Comments

johnmeyer wrote on 9/20/2004, 3:50 PM
Is there a big loss in quality as the bitrate is lowered?

Yes. Lower bitrate = lower quality.

If so, how noticeable is it?

Depends on the material you are encoding and on your tolerance for the artifacts created by lower bitrates. Noisy video (like that taken in low light, or transferred from low-quality sources, like VHS tape), require higher bitrates to look as good as the originals because lots of bits are required to encode all that random "snow" that overlays the real picture (which is why professional encoders use noise reduction on poor footage prior to encoding). Fast moving video requires higher bitrate to maintain quality than does talking head footage.

What is the lowest bit rate setting that is recommended for a good quality DVD.

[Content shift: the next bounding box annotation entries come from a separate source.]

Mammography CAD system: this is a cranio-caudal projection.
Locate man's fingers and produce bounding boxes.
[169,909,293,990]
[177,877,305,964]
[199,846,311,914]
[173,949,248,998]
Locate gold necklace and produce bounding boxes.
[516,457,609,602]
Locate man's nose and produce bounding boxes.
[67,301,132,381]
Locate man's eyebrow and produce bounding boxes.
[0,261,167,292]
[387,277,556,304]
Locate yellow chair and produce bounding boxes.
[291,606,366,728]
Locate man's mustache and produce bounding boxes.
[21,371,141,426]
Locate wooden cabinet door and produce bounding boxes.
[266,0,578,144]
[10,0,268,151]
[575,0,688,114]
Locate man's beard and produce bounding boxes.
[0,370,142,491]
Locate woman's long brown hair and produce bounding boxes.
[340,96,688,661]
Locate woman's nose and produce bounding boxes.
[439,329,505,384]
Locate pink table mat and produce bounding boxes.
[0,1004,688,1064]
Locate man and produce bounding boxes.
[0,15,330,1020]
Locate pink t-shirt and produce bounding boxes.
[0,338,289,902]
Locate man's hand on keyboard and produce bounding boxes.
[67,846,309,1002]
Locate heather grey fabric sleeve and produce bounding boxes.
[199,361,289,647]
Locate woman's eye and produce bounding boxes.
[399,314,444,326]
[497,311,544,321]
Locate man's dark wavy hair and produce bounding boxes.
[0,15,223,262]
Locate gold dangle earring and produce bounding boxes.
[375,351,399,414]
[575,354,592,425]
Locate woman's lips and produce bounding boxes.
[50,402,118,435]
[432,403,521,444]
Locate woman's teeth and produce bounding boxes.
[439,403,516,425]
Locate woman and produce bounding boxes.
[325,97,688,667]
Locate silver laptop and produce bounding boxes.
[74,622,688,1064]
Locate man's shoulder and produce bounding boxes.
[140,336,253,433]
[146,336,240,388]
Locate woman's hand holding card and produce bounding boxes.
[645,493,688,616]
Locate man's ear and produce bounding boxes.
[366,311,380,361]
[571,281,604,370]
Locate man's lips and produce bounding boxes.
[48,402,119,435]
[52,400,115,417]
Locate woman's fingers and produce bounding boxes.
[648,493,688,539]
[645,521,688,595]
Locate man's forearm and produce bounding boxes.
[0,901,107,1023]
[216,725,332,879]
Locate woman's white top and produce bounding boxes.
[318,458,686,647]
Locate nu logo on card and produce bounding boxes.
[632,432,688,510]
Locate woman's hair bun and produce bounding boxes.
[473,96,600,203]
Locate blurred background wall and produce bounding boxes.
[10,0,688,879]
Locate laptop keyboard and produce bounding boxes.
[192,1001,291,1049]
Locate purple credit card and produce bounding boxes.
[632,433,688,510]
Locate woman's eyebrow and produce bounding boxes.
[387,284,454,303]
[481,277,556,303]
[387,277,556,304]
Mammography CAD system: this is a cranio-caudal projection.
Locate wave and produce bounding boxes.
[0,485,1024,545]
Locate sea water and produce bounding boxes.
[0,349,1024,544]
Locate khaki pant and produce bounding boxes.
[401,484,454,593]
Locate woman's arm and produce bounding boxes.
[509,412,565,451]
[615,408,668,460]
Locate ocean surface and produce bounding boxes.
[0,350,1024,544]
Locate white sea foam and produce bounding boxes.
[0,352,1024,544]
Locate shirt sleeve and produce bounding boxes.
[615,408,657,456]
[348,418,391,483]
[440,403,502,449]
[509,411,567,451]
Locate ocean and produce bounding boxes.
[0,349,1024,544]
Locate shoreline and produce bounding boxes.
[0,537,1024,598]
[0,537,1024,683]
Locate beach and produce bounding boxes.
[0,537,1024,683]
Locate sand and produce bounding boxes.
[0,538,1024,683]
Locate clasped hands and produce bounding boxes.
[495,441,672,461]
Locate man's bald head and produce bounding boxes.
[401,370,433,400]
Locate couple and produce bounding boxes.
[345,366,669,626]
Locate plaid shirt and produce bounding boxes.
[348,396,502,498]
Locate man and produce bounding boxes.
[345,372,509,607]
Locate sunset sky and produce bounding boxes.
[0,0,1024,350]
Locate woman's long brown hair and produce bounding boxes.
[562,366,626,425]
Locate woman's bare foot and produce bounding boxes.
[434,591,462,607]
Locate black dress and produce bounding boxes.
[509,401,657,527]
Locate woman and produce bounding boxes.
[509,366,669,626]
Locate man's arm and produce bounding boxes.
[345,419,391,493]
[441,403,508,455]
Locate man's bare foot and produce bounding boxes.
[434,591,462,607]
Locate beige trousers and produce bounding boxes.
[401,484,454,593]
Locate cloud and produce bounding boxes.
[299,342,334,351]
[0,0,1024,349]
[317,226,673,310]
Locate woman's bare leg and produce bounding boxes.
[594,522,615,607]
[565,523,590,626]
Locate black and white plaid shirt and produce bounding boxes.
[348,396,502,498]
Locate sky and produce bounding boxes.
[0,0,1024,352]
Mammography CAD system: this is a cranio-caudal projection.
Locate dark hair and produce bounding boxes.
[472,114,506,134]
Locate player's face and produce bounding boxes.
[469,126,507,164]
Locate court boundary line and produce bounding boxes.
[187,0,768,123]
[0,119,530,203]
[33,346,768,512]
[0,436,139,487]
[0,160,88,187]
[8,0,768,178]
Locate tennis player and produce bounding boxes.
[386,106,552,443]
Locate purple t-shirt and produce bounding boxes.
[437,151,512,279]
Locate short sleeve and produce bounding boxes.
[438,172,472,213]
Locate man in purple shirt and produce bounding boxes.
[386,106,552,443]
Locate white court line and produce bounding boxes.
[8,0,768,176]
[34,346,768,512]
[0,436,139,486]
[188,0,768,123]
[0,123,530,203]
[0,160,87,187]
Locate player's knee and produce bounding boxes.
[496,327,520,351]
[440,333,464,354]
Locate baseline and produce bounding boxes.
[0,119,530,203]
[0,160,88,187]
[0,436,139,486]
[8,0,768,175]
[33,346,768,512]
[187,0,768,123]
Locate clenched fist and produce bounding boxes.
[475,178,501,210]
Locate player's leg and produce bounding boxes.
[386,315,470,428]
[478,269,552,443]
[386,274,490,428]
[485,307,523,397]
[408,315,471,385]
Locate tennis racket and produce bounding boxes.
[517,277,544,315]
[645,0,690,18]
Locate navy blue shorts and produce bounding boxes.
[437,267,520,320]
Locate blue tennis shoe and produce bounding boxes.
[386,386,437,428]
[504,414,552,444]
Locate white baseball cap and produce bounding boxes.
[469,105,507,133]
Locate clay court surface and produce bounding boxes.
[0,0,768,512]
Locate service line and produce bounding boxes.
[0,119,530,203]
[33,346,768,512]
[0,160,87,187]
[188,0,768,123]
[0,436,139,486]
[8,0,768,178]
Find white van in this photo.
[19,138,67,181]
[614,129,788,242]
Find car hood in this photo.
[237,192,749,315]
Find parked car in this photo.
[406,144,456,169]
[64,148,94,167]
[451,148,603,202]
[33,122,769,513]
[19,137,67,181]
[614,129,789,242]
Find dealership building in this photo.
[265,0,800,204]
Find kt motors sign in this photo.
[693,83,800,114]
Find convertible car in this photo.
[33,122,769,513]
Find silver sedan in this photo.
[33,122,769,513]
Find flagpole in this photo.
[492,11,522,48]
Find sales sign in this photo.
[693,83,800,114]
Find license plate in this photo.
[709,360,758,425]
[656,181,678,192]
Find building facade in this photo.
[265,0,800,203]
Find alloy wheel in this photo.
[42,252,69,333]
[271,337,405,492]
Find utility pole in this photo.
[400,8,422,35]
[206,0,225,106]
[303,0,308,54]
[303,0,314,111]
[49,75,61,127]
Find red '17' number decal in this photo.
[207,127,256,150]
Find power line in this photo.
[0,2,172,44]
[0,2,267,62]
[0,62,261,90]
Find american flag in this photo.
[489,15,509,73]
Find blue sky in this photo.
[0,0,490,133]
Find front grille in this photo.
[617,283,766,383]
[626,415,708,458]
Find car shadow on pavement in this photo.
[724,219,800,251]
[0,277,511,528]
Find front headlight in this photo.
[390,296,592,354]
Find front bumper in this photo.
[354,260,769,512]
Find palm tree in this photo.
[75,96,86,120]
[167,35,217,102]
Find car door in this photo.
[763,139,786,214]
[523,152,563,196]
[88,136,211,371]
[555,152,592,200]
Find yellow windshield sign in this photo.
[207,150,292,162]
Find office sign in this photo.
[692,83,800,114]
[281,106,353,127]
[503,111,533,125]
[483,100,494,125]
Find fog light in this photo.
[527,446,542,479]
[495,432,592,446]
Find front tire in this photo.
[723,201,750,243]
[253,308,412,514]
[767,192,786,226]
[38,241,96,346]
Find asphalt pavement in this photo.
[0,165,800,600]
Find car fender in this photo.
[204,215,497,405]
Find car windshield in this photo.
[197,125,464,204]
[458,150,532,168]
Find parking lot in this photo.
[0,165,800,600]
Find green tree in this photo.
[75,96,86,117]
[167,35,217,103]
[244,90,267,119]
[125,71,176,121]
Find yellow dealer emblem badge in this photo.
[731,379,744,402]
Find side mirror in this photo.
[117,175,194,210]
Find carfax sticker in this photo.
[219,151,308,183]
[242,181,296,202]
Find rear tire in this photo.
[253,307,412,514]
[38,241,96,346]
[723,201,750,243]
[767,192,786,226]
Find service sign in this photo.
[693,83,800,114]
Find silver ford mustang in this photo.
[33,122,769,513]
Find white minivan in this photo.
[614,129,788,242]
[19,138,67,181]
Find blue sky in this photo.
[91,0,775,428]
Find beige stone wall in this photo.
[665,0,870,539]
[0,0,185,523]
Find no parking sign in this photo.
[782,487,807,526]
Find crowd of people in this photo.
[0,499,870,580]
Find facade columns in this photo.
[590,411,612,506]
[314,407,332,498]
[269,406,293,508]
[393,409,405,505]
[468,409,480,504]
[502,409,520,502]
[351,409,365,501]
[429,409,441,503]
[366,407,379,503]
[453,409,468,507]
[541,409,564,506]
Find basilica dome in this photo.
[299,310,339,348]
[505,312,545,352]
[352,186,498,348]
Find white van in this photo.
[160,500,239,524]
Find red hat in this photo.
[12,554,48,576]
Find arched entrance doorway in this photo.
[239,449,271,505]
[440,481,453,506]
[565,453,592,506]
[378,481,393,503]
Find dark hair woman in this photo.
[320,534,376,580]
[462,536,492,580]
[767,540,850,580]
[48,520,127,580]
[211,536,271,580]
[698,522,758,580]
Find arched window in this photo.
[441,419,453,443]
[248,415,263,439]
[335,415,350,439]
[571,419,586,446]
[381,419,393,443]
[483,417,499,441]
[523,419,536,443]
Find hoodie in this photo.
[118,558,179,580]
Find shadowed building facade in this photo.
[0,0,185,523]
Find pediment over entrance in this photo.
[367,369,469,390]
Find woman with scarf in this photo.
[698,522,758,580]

See the above "it depends" paragraph. Everyone will give you a different answer, even after writing their own version of "it depends." For me (I am fussy about quality), I do not like to encode DV video at an average bitrate below 6,000 kbps, although I have gotten resonably acceptable results going as low as 4,500 kbps (although I used an external MainConcept encoder with lots of tweaked settings, and used the two-pass feature). Some people say that you get compatibility problems if you encode at average rates above 7,000 kbps, although I often encode at 8,000 kbps (average bitrate) and have not had problems with the disks I have sent out.

Another way of putting this is that when using DV video as the source, I try to never put more than 90 minutes on one DVD (single sided, single layer 4.7 GByte).